Spoiler Scale: (How spoilery is this article on a scale of 1 to 10?): 3
Based on the preview, I expected Sarah Polley’s documentary about her family to be cutesy and self-absorbed. The kitschy piano score, the purposefully low quality video, and the idea of Polley spending 108 minutes exposing her family’s salacious secrets kept my expectations low.
I was wrong. It was really, really good.
The preview reveals that the film chronicles Polley’s paternity inquiry and suggests that, in the process, she may cast her mom in an unflattering light – posthumously <cringe>. But somehow this film addresses the issues with both brutal honesty and gentle care for all involved.
Polley is democratic and transparent in her approach. The film has no agenda and Polley makes no effort to manipulate the narrative. She interviews every involved person who’s still alive – whether they were intimately or tangentially involved – and gives no particular weight to any version. Not all of the participants agree with this approach, but Polley trusts the audience to navigate the information she provides. And she reinforces that her work is raw and candid by not editing out pre-interview test shots and re-dos of her father’s voice overs.

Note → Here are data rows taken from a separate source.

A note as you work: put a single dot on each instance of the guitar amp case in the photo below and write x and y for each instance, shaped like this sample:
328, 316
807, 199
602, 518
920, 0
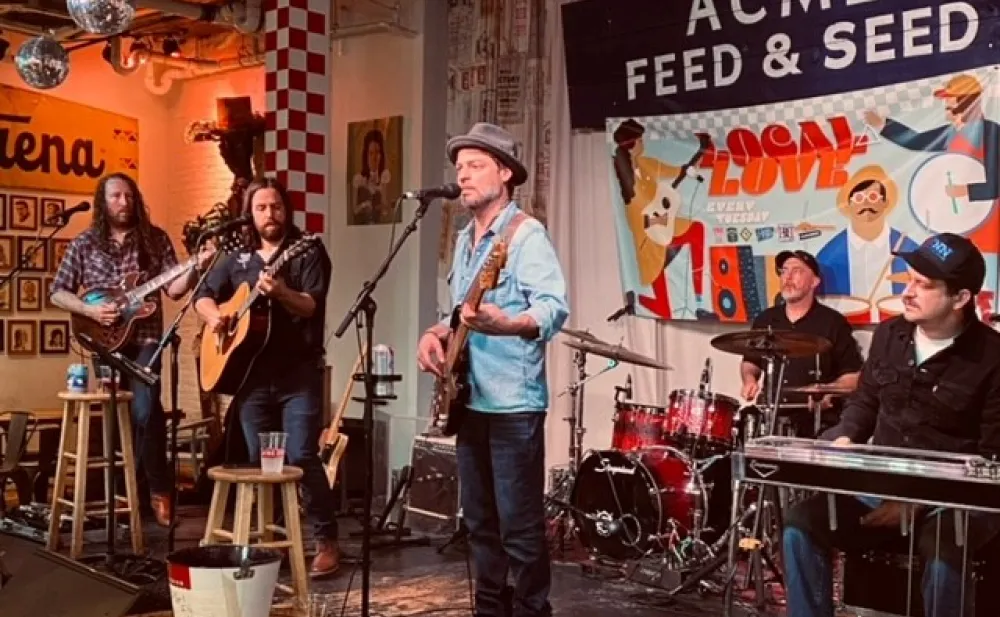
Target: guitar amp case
875, 584
433, 499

Her family members are an extraordinarily thoughtful, articulate bunch. The film opens with a voice-over in which Polley’s father quotes Margaret Atwood, “When you’re in the middle of a story, it isn’t a story at all.” And goes on to explain how chaotic and confusing a story can be while you’re living it. It’s only afterward that you’re able to view it as a story that you tell yourself, or others.
I can’t share too much about the other honest, yet caring and truthful things that are said without getting spoilery, but I will mention that the younger of her sisters unselfishly puts herself in her mother’s shoes, and that her Dad shows a remarkable empathy and generosity of spirit. I came away from this loving her family just a little.
The big hole in the documentary is that Diane Polley’s voice is missing, as she died when Sarah was a child. This leaves many unanswered questions. This is no Rashomon – the interviews line up on what happened – but we don’t know why she made critical decisions, or how she felt about those decisions or the people most closely involved. We don’t even know enough about her to guess how she’d feel about Sarah’s journey, discovery, or the aftermath.
For me, this didn’t detract from the movie. I lost my mom at the exact same age Polley did, and I sense in her the same curiosity that I have. She was too young to really know her mom, not as she would if she’d known her as an older child or as an adult. And I saw Polley trying to learn more about who her mom was by talking to those who knew her best, and trying to re-create her the best she could based on that information. To finally know her. And for me, that added poignancy.
Overall, I think Polley’s documentary is interesting and accessible because it’s not just about the story she’s telling. It’s about people, the choices they make, and the effect those decisions have on family and loved ones. It’s particularly worthwhile because of its unflinchingly raw, yet compassionate look at the human condition: the innocent, the betrayed, and those who made questionable choices. While decisions themselves may be judged as good or bad, there are no clear-cut good-guys or bad-guys in this film – just people with flaws (like most of us) doing their best to find happiness. Right or wrong.
BTW, be sure not to miss the bonus scene that plays after the credits roll.